For hotel-owners, these increases are serious. Many hoteliers utilized floating-rate loans tied to the prime rate to construct or acquire hotels in the past five years. Interest rates on floating-rate loans have been attractive since 2001, when the Federal Reserve finished a year-long effort to reduce the Federal Funds Rate (and thus, the prime rate) to spur a sagging U.S. economy. In addition, hotel financing in general was difficult at this time as hotel performance began to weaken in 2000 and deteriorated significantly after the events of Sept. 11, 2001. Hotel defaults increased during the period, and fixed-rate lenders shied away from providing hotel loans. This left floating-rate financing based on a margin over the prime rate — typically 1.5 percent to 2.5 percent — as the only option for many borrowers. In addition, financing through government-sponsored U.S. Small Business Administration hotel-financing programs — extremely popular for hotel borrowers because of the possible high loan-to-values — almost always has a floating-rate component.

These borrowers face rapid increases in rates and interest payments. Cash flow is eroding in a highly competitive business environment that does not allow for increases in room rates to offset increases in mortgage payments. With no end in sight for prime-rate increases and generally, no caps on how high their mortgage rates can go, many hotel-owners are facing a bleak outlook in the near term.

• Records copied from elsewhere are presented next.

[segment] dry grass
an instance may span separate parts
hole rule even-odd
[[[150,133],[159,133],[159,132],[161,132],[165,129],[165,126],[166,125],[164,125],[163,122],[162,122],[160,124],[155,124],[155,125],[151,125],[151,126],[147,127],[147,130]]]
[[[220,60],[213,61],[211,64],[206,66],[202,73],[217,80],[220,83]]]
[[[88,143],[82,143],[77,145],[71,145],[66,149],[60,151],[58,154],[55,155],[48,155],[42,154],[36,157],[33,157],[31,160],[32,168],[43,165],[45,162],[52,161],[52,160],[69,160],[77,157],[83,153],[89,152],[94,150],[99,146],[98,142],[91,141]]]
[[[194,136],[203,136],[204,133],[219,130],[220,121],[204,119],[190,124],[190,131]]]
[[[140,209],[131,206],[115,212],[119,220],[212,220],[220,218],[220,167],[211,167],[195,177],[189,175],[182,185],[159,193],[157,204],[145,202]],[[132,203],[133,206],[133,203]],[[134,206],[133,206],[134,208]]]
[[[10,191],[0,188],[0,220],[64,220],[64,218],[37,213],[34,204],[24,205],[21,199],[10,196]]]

However, the Federal Reserve has provided another solution. The Reserve’s adept Federal Funds Rate management has resulted in low U.S. price inflation for the past five years. Low inflation has translated into record-low long-term interest rates as measured by the 10-year Treasury rate, which generally has fallen between 3.5 percent and 5 percent since 2000. In January of 2005, the 10-year Treasury rate yielded 4.1 percent. It has not increased with boosts in the Federal Funds Rate, as it is influenced by the long-term inflation outlook. These rates are well below historical levels experienced in the 1970s and ’80s.

With improving hotel performance in 2004 and continued positive trends expected in 2005, fixed-rate lenders are back in the market of making hotel loans. In addition, the margin in the 10-year Treasury offered by lenders for 10-year fixed-rate loans has never been lower. With the combination of low 10-year Treasury rates and low margins, 10-year fixed-rate-loan interest rates are lower than the floating rates borrowers pay now. The 10-year fixed-rate loans are offered at spreads of 2 percent to 2.5 percent over the 10-year Treasury rate, which results in mortgage rates of 6.1 percent to 6.6 percent.

Hotel-owners with floating-rate loans should seriously consider refinancing their loans into 10-year fixed-rate mortgages. A window of opportunity is open thanks to the Federal Reserve’s successful battle with inflation. However, economists suggest that modest inflation pressures exist in the economy for 2005. The prospects for fixed-rate loans remaining low past 2005 are unclear. Thus, hotel-owners should act now.